On one occasion in the Mediterranean he said to one of his captains who had got into a dispute about the property which the defeated French garrison at Gaieta were to be allowed to take away with them:

“I am sorry that you had any altercation with them. There is no way to deal with a Frenchman but to knock him down. To be civil to him is only to be laughed at when they are enemies.”

The same spirit breathes through nearly all his letters. Thus, for instance, he concluded a letter to the British Minister at Vienna with these words: “Down, down with the French ought to be written in the council-room of every country in the world, and may Almighty God give right thoughts to every sovereign is my constant prayer.”

He seems to have had respect for every other enemy that he met; but for the French he had nothing save contemptuous and unsparing hostility. “Close with a Frenchman, but out-manœuvre a Russian” was another of his favourite sayings. This, it is to be hoped, is all past and gone; but it is instructive as giving us the key, not only to Nelson’s policy, but also to that spirit which made the British man-of-warsmen of the day absolutely prefer to fight the French at long odds than on even terms.

It was this spirit which was embodied in another of Nelson’s pet phrases: “Any Englishman is worth three Frenchmen.” Of course that would be all nonsense now; but in justice to our neighbours it ought to be remembered that the Frenchmen whom Nelson and his sailors met and conquered were the worst and not the best of their nation.

The old navy of France, the navy which had commanded the Eastern Seas in the days of Clive and which had with impunity insulted the English shores and brought an invading force into Ireland in the time of William the Third no longer existed. It had been essentially an aristocratic service like our own, its officers were gentlemen and thorough sailors, and its seamen were brave, disciplined, and obedient.

But in her blood-drunkenness France had either murdered or banished nearly every man who was fit to command a ship or who knew how to point a gun. The fleets of revolutionary France were for the most part commanded by ignoramuses or poltroons, or both, and manned by a rabble who had neither stamina, training, or discipline.
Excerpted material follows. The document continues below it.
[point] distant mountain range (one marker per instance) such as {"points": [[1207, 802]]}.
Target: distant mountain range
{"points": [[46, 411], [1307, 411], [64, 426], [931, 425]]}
Without the slightest wish to detract from the splendour of the victories of Nelson or his comrades, I still think it is only fair to point out again, as has once or twice been done before, that when we read of French Admirals declining battle even when they had superior force, or of running away before the battle was over, or of a small British squadron crumpling up a whole fleet with very trifling loss to itself, we ought to remember that the French Admirals had little or no confidence in their officers, while the officers had still less either in their admirals or their men.

On the other hand, such a man as Nelson, Collingwood, or Hardy had simply to say that he was going to do a certain thing to convince every one serving under him that it was about as good as already done.

This brings me naturally to one of Nelson’s most striking characteristics. No man who rose to distinction in the Navy was ever guilty of so many barefaced acts of insubordination as he was. Happily for him and for us his disobedience or neglect of orders was always justified by victory. The genius for supreme command, which was far and away the strongest point in his character, manifested itself very early in his career. The event proved that he was the superior of every naval officer then afloat, whether admiral or midshipman, and he seemed instinctively to know it.